In 1957, Fritz Bauer, a German-Jewish lawyer, was the attorney general of the German state of Hesse. A squat, intense man who was briefly imprisoned in a German concentration camp, Bauer is the intriguing subject of “The People vs. Fritz Bauer.” The film is a fact-based drama about Bauer, who made it his life’s mission to weed out ex-Nazis from chancellor Konrad Adenauer’s post-war government. It turns out that Bauer was also key to bringing Holocaust war criminals to justice in Germany in the Auschwitz trials of 1963.

Although largely unknown in the United States, in Europe Bauer has been the subject of museum exhibitions and books. But it was only a decade ago that his involvement in the 1960 Israeli Mossad’s capture of Adolf Eichmann in Argentina came to light.

While stories of Nazis make for thrilling cinema, director Lars Kraume purposely goes behind the scenes to detail the major obstacles Bauer faced in prosecuting Nazi functionaries. Kraume’s gamble paid off—the film was a major success in his native Germany, garnering six Lolas, the German equivalent of the Oscars, including best picture and best director.

The film opens with a black-and-white clip of the real Fritz Bauer talking about Germany as a country that produced both Goethe and Hitler, a country with a culture that has “light and dark sides.” In that clip, as well as in the movie scene that echoes it, Bauer is doing something controversial, and even radical—he is addressing a subject that, until that point, Germany had steadfastly avoided discussing with its young people.

Bauer, as played by veteran German actor Burghart Klaussner, is a brilliant, hyper-vigilant jurist perennially engulfed in a cloud of cigar smoke. From the onset, Bauer is a highly complicated man. In the film’s opening scene, he almost drowns in his bathtub after accidentally mixing red wine and sleeping pills. His enemies gleefully characterize the incident as a suicide attempt.

Bauer is also a man who rightfully senses conspiracy theories all around him. He’s surrounded by uncooperative colleagues, many of whom are hiding their own Nazi past. Still a controversial subject in Germany, Kraume is not hesitant to name names, implicating everyone from Mercedes-Benz to Adenauer himself.

Burghart Klaussner as Dr. Fritz Bauer” (left) and Ronald Zehrfeld as “Karl Angermann” (right) in The People vs. Fritz Bauerdirected by Lars Kraume.Photo courtesy of Cohen Media Group
Burghart Klaussner as Dr. Fritz Bauer in “The People vs. Fritz Bauer.” (Courtesy Cohen Media Group)
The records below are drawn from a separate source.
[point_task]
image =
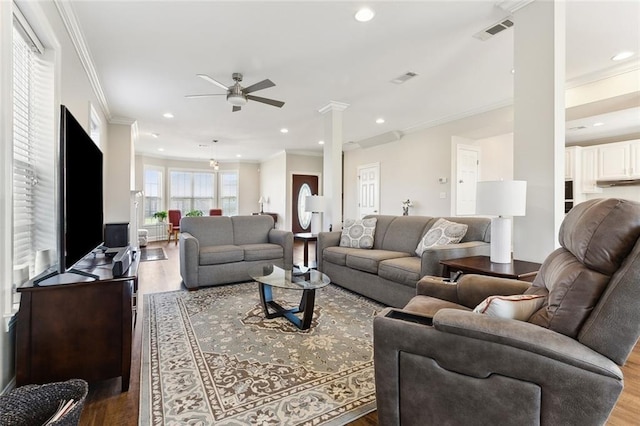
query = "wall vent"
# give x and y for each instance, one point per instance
(404, 77)
(494, 29)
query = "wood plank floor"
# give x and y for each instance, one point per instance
(106, 405)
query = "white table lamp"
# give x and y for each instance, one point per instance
(502, 199)
(315, 205)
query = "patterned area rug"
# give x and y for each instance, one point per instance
(210, 357)
(147, 255)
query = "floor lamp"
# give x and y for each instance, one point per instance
(315, 205)
(502, 199)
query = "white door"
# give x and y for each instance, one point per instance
(369, 189)
(468, 165)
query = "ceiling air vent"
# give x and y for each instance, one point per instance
(494, 29)
(404, 77)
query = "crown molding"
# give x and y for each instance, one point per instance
(65, 9)
(333, 106)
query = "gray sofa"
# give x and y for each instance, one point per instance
(390, 270)
(219, 249)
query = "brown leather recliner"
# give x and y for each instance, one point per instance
(439, 363)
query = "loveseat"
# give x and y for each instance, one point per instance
(389, 271)
(220, 249)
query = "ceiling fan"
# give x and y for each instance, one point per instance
(237, 95)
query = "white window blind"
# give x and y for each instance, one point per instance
(34, 147)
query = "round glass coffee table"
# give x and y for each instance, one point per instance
(298, 278)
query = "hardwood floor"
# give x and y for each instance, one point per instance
(106, 405)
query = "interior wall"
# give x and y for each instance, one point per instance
(273, 184)
(117, 167)
(410, 168)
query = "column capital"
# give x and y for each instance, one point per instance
(333, 106)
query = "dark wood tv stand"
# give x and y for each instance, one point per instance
(77, 330)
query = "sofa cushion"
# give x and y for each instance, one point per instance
(519, 306)
(358, 233)
(404, 270)
(251, 229)
(215, 255)
(262, 251)
(441, 233)
(368, 260)
(336, 255)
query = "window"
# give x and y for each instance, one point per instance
(192, 191)
(152, 193)
(33, 148)
(229, 193)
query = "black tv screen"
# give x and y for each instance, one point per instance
(80, 203)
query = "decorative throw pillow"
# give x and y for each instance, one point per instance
(358, 233)
(442, 232)
(519, 307)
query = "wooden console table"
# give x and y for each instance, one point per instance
(77, 330)
(517, 269)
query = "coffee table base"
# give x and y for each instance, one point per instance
(273, 309)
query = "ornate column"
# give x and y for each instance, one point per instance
(332, 165)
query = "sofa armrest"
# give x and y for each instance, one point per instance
(284, 239)
(326, 239)
(189, 259)
(431, 257)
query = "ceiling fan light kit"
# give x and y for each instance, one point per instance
(237, 95)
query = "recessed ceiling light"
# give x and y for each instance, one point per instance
(364, 15)
(622, 55)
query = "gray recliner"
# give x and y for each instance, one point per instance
(439, 363)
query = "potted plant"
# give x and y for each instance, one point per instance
(161, 215)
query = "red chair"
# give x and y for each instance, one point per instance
(174, 224)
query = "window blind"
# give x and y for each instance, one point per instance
(34, 223)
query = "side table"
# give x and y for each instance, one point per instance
(517, 269)
(306, 237)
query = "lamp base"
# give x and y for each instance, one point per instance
(316, 223)
(501, 240)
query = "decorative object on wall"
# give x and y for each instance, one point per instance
(405, 207)
(502, 199)
(315, 205)
(213, 162)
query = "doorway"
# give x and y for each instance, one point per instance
(302, 186)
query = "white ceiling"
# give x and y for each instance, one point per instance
(147, 54)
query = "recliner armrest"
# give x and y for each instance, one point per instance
(526, 336)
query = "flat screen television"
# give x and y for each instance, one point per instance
(80, 199)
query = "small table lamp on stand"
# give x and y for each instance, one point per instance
(315, 205)
(502, 199)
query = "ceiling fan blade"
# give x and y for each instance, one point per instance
(259, 86)
(212, 81)
(208, 95)
(273, 102)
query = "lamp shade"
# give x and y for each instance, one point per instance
(502, 198)
(314, 204)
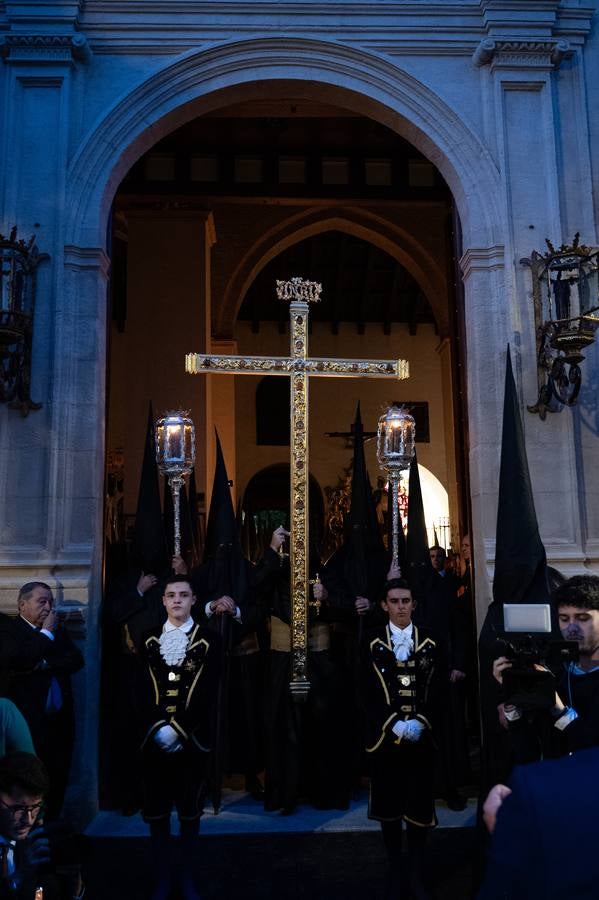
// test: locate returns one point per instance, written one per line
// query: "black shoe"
(254, 787)
(455, 801)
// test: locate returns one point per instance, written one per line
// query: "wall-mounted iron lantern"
(565, 284)
(175, 456)
(18, 266)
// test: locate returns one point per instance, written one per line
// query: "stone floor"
(247, 853)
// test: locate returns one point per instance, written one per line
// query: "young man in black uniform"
(573, 722)
(400, 683)
(176, 694)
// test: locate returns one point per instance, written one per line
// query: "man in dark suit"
(176, 692)
(544, 844)
(401, 703)
(41, 657)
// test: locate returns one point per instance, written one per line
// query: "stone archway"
(357, 222)
(207, 80)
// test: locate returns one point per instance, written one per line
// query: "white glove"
(167, 739)
(409, 730)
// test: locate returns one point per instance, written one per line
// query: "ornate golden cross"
(299, 367)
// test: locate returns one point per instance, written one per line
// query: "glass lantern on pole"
(395, 447)
(175, 456)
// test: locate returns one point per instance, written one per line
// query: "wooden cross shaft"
(299, 368)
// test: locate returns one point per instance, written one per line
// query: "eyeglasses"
(18, 810)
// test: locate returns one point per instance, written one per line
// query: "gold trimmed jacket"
(397, 690)
(181, 696)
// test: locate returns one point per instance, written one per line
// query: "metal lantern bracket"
(565, 290)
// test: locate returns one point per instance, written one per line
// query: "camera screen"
(529, 618)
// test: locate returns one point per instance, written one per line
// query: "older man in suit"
(41, 657)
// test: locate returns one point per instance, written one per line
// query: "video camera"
(524, 684)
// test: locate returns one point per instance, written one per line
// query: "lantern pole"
(395, 447)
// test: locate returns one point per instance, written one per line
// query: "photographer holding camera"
(568, 720)
(33, 855)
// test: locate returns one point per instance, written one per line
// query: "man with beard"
(401, 680)
(573, 721)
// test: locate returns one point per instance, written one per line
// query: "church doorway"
(203, 225)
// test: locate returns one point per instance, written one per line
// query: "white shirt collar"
(185, 627)
(407, 631)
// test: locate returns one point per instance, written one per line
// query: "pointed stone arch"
(357, 222)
To add further to the film’s complexity, Bauer is revealed to be a closeted homosexual who had been involved with male prostitutes in Denmark. That situation is coupled with the invention of a closeted state attorney named Karl Angermann, Bauer’s right-hand man and sole confidant. Angermann’s presence in the film is meant to show, albeit awkwardly, that Nazi-influenced policies, such as the infamously homophobic Paragraph 175, were still part of German law.

Bauer, whose work brings him international attention, as well as death threats, is eventually tipped off by a man in Argentina who writes him a letter that Eichmann is living there under a pseudonym. The information sets Bauer on a convoluted journey through a hostile German bureaucracy in which both Interpol and Germany’s intelligence service, the BND, refuse to help him, claiming they are not “responsible for political crimes.” In a fit of frustration, Bauer declares that even his own office is enemy territory and his inner circle untrustworthy.

Unable to convince his government to act on the informant’s explosive information, Bauer makes a surreptitious trip to Israel to engage the Mossad to bring Eichmann to trial. The move is not only risky, but also treasonous. Even his devoted protégée Angermann questions his boss’ strategy. Bauer tries to cut a deal with the Israelis that once Eichmann is captured, he will be extradited to Germany.

The course of history took a different turn, and Eichmann was brought to stand trial in Israel. He was found guilty on all charges brought against him and sentenced to death. To this day, the footage of Eichmann testifying from behind a bulletproof glass booth stands as an indelible image of Holocaust history.

Bauer would go on to prosecute many of Nazism’s worst perpetrators. But as the film’s title suggests, during his lifetime he was not a hero in his country. Redemption was still in the offing as Fritz Bauer was tried in the court of public opinion.